Eastern sports take the field amidst COVID-19

Only time will tell whether Eastern sports will survive to see the season through, but things are looking well to start.

In the COVID-altered 2020 season, the Eastern field hockey team wears a masked Viking on their warm-up uniforms.

Photo supplied by Coach Marshall

In the COVID-altered 2020 season, the Eastern field hockey team wears a masked Viking on their warm-up uniforms.

Eastern Regional High School is having an identity crisis.

  Or at least, it would be having one, if not for the triumphant return of athletics to its many fields and stadiums.

  Sporting dominance is one of the defining characteristics of our school. Upon spending just a few moments in the main lobby, the hardware is on full display: a crowded trophy case, and countless jerseys of all-time Eastern greats sit center stage. It’s no secret that here at Eastern, we love our sports.

  That’s why when the coronavirus brought life to a screeching halt in March 2020, students and staff alike were left unsure as to the fate of the spring athletic seasons. Many programs kept up practice and training regimens with the hopes of returning, but the NJSIAA brought those dreams to an end with the May 4th cancellation of all spring sports seasons.

  At that point in time, the resources and logistics for a return were simply unattainable. Positive COVID-19 cases were skyrocketing by the day, accurate and widespread testing was still unavailable, and a possible vaccine was nowhere in sight.

  Unfortunately, this meant that last year’s graduates had their senior season—their brightest moments in the spotlight—torn away from them. Girls soccer head coach Jamie McGroarty understands how heartbroken the athletes were, following this development.

  “People don’t understand how sports impacts these kids emotionally, psychologically and of course physically,” he said.”

   As the mild spring climate gave way to the dog days of summer, the NJSIAA was not about to let this happen again. Summer training programs would resume, to much excitement, on July 13th, and develop through three two-week phases. With each progressive phase, team restrictions—such as equipment regulations and practice length—would be relaxed.

  Entering the initial week of summer training, Eastern administration was prepared to welcome athletes back to the field. Each morning, athletes were required to fill out a COVID-19 questionnaire to determine if they were healthy to attend practice. If this form was not completed, they were not allowed to participate.

  Upon arrival at Eastern, the athletic trainers took athletes’ temperatures to clear them for practice. When not actively training, players and coaches needed to wear masks at all times and maintain a proper social distance of six feet.

  Summer training continued similarly until the Phase 3 end date of August 21st, when a two-week virtual period ran from August 24th to September 4th. With the academic year right around the corner, this time was implemented in order for school to begin without interference.

  Finally, after nearly half a year of absence, sports practices officially returned on September 7th. Drop-offs were relocated to the front entrance, where athletes underwent temperature screenings before meeting up with their coaches. Then, they would proceed out the back door, and out to the fields.

  Field hockey head coach Alexandra Marshall and her squad were ready and eager to hit the turf, and in their first game on October 2nd, crushed Shawnee 11-0. Perennial championship contenders, the girls were prepared to launch another deep playoff run, but these hopes were ended by the NJSIAA over the summer.
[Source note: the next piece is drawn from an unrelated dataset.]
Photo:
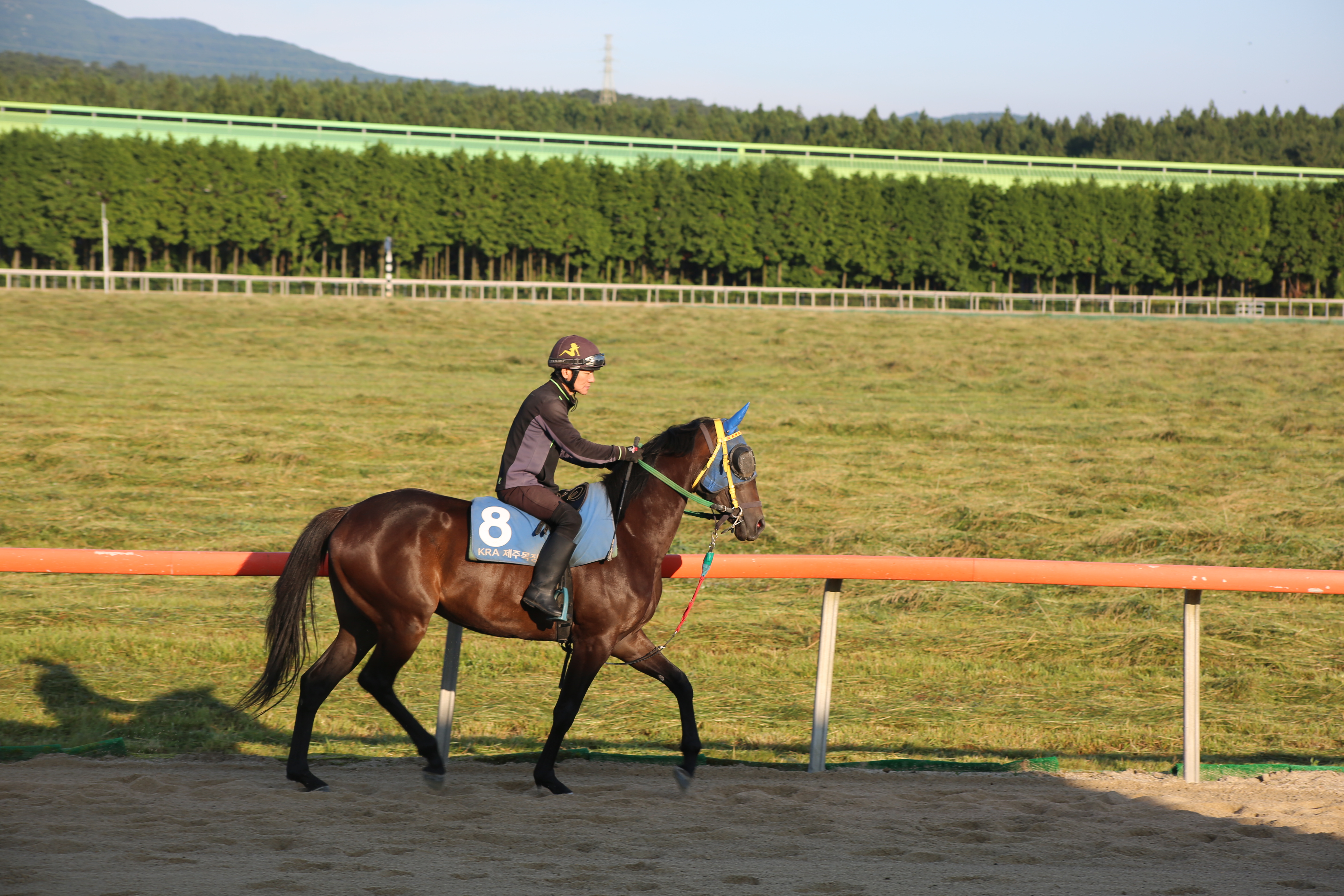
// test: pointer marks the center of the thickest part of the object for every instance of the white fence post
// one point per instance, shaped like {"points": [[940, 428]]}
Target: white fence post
{"points": [[448, 688], [1191, 687], [826, 669]]}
  As a result of the coronavirus, both the group state finals and the Tournament of Champions were cut out, meaning this year’s playoffs will conclude with the sectional finals.

  “While we are disappointed we will not have the opportunity for a normal playoff run this year, we are happy an effort has been made to hold some kind of playoff tournament this season,” Marshall said.

  In a year decimated by the coronavirus, difficult decisions needed to be made, and the abbreviated tournament structure is just one example of these tough choices.

  Another instance came with the rescheduling of all Olympic Conference competitions. When the beginning of the sports seasons was delayed to October, all of the previously-determined dates for meets and games came into doubt. According to Steven Picot, Vice Principal of Athletics and Activities at Eastern, this was one of the biggest challenges to overcome for the start of the fall sports season, since competitions are usually scheduled a year in advance.

  As games and practices continue through the fall, the classroom—both in-person and remote—is as busy as ever. Though the location in which it takes place may vary between students, education marches onward despite the unusual circumstances we find ourselves in. Faced with the decision between hybrid and remote schooling, girls cross country senior Morgan Bromley chose to attend in-person, but is having second thoughts about her choice.

  “As of right now I am hybrid, but I personally feel like I am not getting the best education this way. Originally, I thought I would learn better in person, but after a couple of days, I felt I was only benefiting from in-person learning in two of my classes,” she said.

  Hybrid learning presents a tough scenario for sports teams. The chances are objectively higher of contracting COVID-19 while at school in-person, and a positive test means a two-week quarantine for all of those who were in contact with the person. In a six-week season, this is catastrophic.

  Only time will tell whether Eastern sports will survive to see the season through, but things are looking well to start. Through much determination and diligence from administration, coaches, and players alike, the Eastern Vikings have taken the field once again.